Sacramento, Calif., tea party (WND photo / Chelsea Schilling)
Crowds have long protested Congress with rally cries of “Throw the bums out,” and if recent polls tabulating tea party furor over government spending translate to votes in 2010, angry Americans may make good on their mantra.
Polls released by Rasmussen Reports this week demonstrate that – at least within the Republican Party – sitting incumbents who vote for increased government, taxes and federal bailouts risk voter backlash in the next election.
Sen. Arlen Specter, R-Pa., for example, is one of only three Republicans in Congress to vote for President Obama’s $787 billion stimulus plan. According to a Rasmussen poll released this morning, the 28-year senator now trails his 2004 GOP primary rival Pat Toomey in the polls by 21 points: 51 percent of Pennsylvania Republicans say they’d vote for Toomey in a 2010 primary, while just 30 percent would support Specter.
A separate Rasmussen poll demonstrated that 58 percent of Specter’s Republican constituents cited his support of the stimulus package as reason for their waning support.
When asked in December about a possible challenger in the 2010 election, Specter told CNN’s “Late Edition,” “I never look over my shoulder, never look behind. Somebody may be gaining on me.
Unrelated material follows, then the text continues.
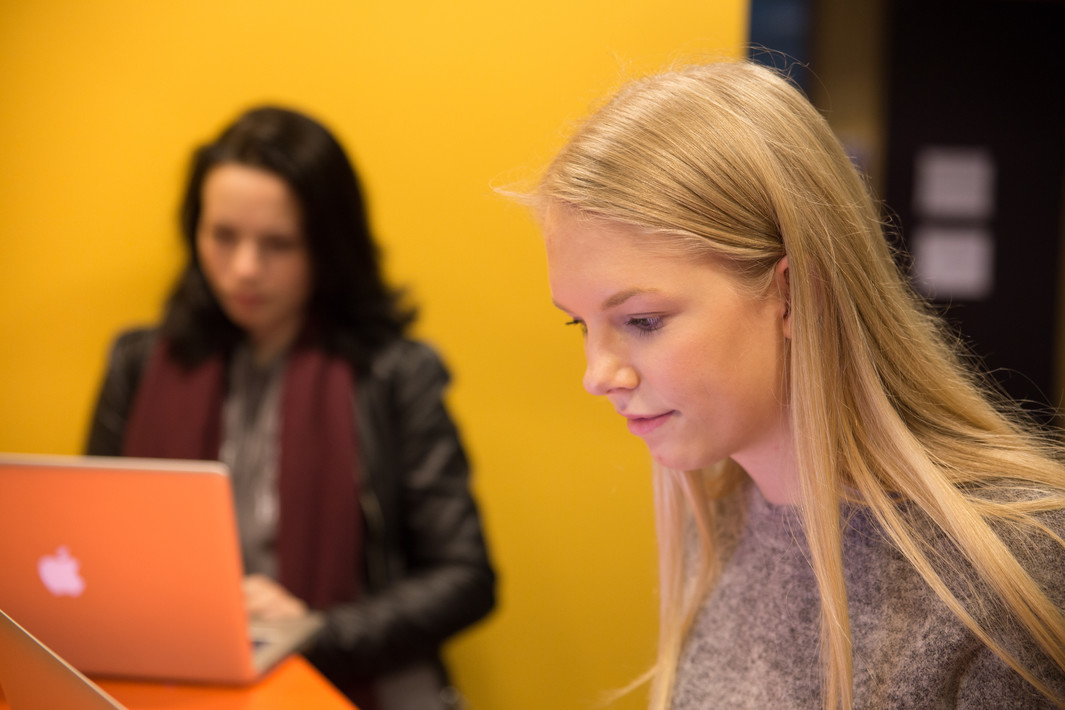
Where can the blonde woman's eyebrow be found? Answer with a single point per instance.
(615, 300)
(623, 296)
I run with blinders. I’ll be prepared, whoever my opponents are.”
If Specter continues to vote in favor of increased government spending, however, his most troubling opponents in 2010 may not be from the Republican or the Democratic Party, but from the “tea” parties.
As WND has reported, on or around April 15, citizens gathered in nearly 2,000 U.S. cities to issue a coast-to-coast protest of increased government control, taxes and spending. More than 350 “tea party” protests are planned again for Independence Day.”
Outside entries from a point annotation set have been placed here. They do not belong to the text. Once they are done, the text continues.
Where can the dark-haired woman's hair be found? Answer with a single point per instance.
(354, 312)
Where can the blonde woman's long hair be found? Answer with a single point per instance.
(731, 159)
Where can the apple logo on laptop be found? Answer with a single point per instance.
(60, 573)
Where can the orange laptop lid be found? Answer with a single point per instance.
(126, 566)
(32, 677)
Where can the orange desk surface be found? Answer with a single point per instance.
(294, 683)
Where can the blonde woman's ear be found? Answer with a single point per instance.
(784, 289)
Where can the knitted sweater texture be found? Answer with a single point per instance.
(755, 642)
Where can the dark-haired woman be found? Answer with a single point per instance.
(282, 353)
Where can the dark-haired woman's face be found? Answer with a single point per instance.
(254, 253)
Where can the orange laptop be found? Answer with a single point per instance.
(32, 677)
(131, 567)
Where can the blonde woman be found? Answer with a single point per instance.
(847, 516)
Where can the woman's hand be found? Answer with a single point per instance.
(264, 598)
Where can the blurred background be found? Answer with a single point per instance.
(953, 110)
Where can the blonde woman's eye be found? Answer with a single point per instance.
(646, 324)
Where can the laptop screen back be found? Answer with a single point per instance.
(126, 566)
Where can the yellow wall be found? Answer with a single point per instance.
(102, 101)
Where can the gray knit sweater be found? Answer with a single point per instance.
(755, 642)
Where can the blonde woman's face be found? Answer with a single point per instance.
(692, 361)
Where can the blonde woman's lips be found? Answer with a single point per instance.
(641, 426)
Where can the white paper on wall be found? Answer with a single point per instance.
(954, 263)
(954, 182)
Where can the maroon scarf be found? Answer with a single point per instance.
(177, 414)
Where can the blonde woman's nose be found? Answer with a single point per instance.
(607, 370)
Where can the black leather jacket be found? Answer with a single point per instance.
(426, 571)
“We are leading a revolution, and this is the first day of that revolution,” Sacramento tea party organizer Mark Meckler said before the crowd that gathered at the California capitol. “Politicians will no longer be able to divide our nation. They are taking our money, and we aren’t going to stand here and take it anymore.”
(WND photo / Chelsea Schilling)
WND’s Chelsea Schilling was at the Sacramento rally, reporting on the “sea of red, white and blue U.S. flags waved above a large crowd that surrounded the building and spilled into city streets.”
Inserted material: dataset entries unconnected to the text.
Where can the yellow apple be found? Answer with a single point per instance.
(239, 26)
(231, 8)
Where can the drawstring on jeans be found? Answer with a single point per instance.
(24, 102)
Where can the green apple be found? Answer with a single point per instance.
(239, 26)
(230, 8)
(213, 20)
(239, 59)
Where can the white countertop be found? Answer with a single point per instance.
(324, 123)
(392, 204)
“We’ve had it!” Meckler shouted. “We’re tired of being punished by politicians!”
According to Schilling, the crowd cheered wildly and drowned out Meckler’s voice, chanting, “Vote them out! Vote them out!”
According to the Rasmussen polls, it’s a chant Republican incumbents in particular need to heed.
In Specter’s state, the poll found that 79 percent of Pennsylvania Republicans have a favorable opinion of the tea parties, and 30 percent knew someone personally who attended. Overall, 82 percent of Pennsylvania Republicans agree with the partiers that the federal government has too much money and too much power.
Nationally, Rasmussen reports that 51 percent of all Americans view the tea parties favorably, while 33 percent view them unfavorably. Among Republicans, however, the number climbs to 83 percent favorable.
Rasmussen also created a unique distinction in polling numbers by separating results into “Mainstream” voters and “Political Class” voters, which produces an even more dramatic referendum on the tea parties.
Rasmussen poll respondents were categorized Mainstream if their answers to three questions indicate that they trust the judgment of the public more than political leaders, view the federal government as a special interest group and believe that big business and big government work together against the interests of investors and consumers. Political Class respondents answered in the opposite of Mainstream views.
According to Rasmussen, the Mainstream perspective is generally shared nearly equally across the spectrum by Democrats, Republicans and affiliated respondents. Polls further indicated that 55 percent of Americans are Mainstream and only 7 percent fall into the Political Class; when “leaners” are included, 75 percent lean toward the more populist views and 14 percent lean the other way.
When examining the tea party movement in those terms, not only do Mainstream Republicans overwhelmingly back the tea party protests, but Rasmussen also discovered that 54 percent of Mainstream Democrats held a favorable opinion as well.
Furthermore, when separating the tea party gatherings themselves out of the equation, Rasmussen discovered Americans overwhelmingly support the protesters’ ideals of smaller government, lower taxes and less federal spending.
According to a Rasmussen poll earlier this week, 60 percent of Americans agree that the government has too much power and too much money. Among Republicans, 88 percent agree, while 62 percent of unaffiliated respondents and 35 percent of Democrats agree.
When factoring in the divide between Mainstream and Political Class respondents, however, Rasmussen discovered that a whopping 85 percent of Mainstream Americans – regardless of political party affiliation – agree with the common tea party protest that the government has too much power and too much money.